Forecasting

This particular column should enable the general public to make economic forecasts, reliable regarding trends, but imprecise as to timing.

One should recognize first of all that automobile companies now are offering seven-year, interest-free loans for the purchase of their cars. That, of course, stimulates sales currently, but what happens over the next years?

One has every reason to infer that the automobile companies will experience a sales slump as present-day terms are so favorable that most purchases are being made now borrowing from future sales. Hence, the sales decline will have adverse ramifications for our manufacturing sector, of which automobile production is such a vital component.

Nowadays one can purchase a house with a mortgage at historic low interest rates. At some point in the not too distant future mortgage rates will return to normal levels; say three per cent above the inflation rate or 2%-plus. That would entail a mortgage interest rate of at least 5%.

When that occurs, what will happen to new house sales or home owners who purchase a house predicated on very low mortgage interest rates? Major defaults are likely.

Also, house prices now in many areas are soaring with buyers told (in Calgary, for instance) to bid 10% above the asking price. Delinquencies are sure to climb, and there goes the construction industry. The timing of such an event is uncertain. Clearly, there now is a bubble-like frenzy, but it may last some time.

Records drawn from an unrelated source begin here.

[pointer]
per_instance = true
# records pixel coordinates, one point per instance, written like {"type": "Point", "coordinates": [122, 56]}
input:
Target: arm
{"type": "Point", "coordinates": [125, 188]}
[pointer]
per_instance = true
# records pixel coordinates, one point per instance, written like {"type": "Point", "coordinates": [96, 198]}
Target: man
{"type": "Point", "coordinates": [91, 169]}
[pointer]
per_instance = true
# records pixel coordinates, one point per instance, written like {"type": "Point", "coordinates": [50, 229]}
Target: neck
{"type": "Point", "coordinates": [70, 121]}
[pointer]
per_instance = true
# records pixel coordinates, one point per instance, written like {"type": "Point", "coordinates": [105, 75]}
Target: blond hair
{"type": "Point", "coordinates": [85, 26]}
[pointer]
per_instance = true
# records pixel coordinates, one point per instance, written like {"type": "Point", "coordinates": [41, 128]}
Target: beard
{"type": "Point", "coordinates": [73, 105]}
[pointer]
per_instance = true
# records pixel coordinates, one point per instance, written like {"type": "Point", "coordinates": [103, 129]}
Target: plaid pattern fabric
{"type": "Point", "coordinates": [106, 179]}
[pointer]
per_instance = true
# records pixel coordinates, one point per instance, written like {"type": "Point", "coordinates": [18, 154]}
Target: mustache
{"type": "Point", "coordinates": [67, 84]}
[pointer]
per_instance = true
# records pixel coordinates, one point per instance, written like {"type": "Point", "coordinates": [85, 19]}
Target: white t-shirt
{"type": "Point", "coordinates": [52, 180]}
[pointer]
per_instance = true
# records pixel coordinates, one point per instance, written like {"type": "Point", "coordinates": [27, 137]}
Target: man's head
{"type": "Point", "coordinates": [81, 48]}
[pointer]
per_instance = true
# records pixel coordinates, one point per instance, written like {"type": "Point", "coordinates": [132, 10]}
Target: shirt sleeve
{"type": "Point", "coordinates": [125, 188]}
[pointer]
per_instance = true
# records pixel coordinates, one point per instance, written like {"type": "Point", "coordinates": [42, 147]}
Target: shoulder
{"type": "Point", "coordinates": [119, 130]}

It has been stated that inflation remains subdued, particularly because the labour market appears at first glance to be so quiescent. With this factor so contained it is stated that central banks will not need to raise interest rates; inflation appears dormant for the time being. Wages are integral part of the price index.

Nevertheless, the labour market is tightening now as employment has being gaining for more than a year, and that will lead to wage response. Corporations confronted by higher wage costs certainly will raise selling prices to compensate for that.

Therefore, we can anticipate a growing economy. Thus, investment will expand, using more of our productive capacity. Then as demand surges, prices are sure to climb too. Central banks will be forced to raise interest rates then. Given these factors money velocity will expand; concomitantly inflation will appear again.

We have seen this pattern repeated time and time again. Forecasts made now must note these circumstances; the outcome appears inevitable.